Nous passons à une nouvelle étape avec Lamarck qui " postule l’existence d’une vie qui rend les être vivants différents de la matière anorganique, non pas par leur structure visible, mais par leur organisation ".
Pourquoi la vie est-elle devenue sacrée ? Comment ? Ces questions peuvent sembler inopportunes tant les religions veulent faire croire qu’elles ont toujours révéré la vie. Mais ce n’est pas le cas. En effet, alors que l’Eglise catholique tente de faire croire qu’elle protège la vie depuis toujours, elle ne le fait en réalité que depuis un siècle. Cette méthode, qui consiste à oublier la genèse d’une idée, permet de faire passer pour " naturel " une construction historique et sociale, lui conférant une légitimité qui rend sacrilège (littéralement) toute remise en question. Aucune instance (juridique, politique ou religieuse) ne s’est intéressée à la vie avec autant d’intérêt qu’aujourd’hui. Avançons l’hypothèse suivante pour l’expliquer : la nature est la " nascitura ", la matrice de la femme enceinte, productrice d’êtres animés ou non. Pendant l’ère chrétienne, la nature n’existe plus par rapport à elle-même, mais par rapport à une divinité créatrice. Dans la pensée moderne, la divinité créatrice est extraite de la nature, chaque être existant par rapport à nous-même. Face à l’exigence de devoir exister par soi-même, la vie remplit ce vide.

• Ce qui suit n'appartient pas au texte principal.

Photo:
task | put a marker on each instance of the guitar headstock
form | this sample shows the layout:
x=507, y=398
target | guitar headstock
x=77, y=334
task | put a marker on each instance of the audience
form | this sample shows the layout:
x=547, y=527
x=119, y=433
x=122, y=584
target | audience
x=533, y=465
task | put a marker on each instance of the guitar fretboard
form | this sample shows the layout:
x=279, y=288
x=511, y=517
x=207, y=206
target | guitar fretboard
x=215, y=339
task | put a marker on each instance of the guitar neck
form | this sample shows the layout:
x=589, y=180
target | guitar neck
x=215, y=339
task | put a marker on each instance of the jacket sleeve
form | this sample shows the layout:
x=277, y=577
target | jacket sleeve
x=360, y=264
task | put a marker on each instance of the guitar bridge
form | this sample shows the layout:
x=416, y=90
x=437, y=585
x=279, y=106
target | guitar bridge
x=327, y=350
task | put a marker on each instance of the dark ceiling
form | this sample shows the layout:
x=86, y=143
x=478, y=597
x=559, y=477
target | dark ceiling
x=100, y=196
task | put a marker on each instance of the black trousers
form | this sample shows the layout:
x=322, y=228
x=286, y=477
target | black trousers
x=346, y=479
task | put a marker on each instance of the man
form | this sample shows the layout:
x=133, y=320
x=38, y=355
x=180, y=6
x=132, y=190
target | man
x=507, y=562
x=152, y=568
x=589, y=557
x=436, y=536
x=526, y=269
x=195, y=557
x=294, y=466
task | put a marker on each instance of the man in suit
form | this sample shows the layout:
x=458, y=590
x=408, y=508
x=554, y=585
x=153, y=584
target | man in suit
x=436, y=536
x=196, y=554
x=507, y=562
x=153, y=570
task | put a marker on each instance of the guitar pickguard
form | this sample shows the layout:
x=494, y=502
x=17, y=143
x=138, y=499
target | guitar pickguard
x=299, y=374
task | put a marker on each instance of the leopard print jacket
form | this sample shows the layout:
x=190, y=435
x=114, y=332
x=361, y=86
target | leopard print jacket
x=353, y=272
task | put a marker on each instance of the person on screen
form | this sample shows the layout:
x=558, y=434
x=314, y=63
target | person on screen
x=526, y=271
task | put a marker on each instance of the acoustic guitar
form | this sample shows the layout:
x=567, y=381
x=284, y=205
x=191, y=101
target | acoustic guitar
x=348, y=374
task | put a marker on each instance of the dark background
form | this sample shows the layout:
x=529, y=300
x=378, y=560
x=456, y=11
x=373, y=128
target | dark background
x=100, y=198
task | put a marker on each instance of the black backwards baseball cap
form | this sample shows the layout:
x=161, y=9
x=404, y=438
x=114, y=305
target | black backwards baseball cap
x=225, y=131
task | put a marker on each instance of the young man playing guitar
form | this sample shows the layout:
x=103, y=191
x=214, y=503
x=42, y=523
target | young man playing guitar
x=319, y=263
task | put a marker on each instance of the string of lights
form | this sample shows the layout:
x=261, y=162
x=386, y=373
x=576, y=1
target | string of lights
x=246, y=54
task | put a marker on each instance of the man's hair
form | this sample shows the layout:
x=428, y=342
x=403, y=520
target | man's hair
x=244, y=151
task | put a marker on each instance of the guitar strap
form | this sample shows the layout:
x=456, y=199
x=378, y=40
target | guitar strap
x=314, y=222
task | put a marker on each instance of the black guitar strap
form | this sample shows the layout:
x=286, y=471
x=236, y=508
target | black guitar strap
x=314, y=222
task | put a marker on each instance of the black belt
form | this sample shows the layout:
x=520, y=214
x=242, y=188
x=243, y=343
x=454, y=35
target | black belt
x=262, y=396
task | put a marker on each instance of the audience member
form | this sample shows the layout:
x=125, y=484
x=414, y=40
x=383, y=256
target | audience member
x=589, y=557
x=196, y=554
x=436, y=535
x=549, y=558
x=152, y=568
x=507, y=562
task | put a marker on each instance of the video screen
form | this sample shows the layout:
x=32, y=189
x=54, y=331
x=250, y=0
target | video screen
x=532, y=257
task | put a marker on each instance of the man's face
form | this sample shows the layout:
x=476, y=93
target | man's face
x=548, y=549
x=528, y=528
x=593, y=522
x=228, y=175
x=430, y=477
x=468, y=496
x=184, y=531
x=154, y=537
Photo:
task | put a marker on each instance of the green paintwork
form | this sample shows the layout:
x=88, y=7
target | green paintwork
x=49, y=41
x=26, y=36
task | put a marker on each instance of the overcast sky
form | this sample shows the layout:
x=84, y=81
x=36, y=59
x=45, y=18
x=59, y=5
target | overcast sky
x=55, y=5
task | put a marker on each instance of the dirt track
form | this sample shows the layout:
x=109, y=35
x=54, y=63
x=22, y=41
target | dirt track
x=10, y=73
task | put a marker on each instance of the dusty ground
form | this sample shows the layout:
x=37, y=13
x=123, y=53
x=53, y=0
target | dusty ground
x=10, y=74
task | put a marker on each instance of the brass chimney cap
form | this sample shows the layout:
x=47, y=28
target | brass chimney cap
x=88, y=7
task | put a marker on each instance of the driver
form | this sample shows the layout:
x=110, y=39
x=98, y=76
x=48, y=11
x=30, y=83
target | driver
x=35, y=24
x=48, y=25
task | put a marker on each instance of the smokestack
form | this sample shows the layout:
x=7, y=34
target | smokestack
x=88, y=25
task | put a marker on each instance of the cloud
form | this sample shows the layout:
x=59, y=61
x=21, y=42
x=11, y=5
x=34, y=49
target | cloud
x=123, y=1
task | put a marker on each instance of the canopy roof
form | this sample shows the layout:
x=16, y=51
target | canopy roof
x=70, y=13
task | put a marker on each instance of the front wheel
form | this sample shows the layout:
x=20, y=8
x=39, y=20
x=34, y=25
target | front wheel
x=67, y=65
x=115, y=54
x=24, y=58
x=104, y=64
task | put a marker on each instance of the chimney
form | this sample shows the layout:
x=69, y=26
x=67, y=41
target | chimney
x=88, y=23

Le fœtus a donc été transformé en symbole de vie, en une représentation de notre survie, et sa nécessaire exhibition par ses adorateurs l’a transformé en objet public, bouleversant l’expérience de la grossesse. Nous sommes passés d’un fœtus invisible à un fœtus exhibé, et parallèlement du sujet au citoyen, puis récemment du citoyen à une vie. Ce que nous prenons pour des certitudes ne sont que des concepts propres à notre époque.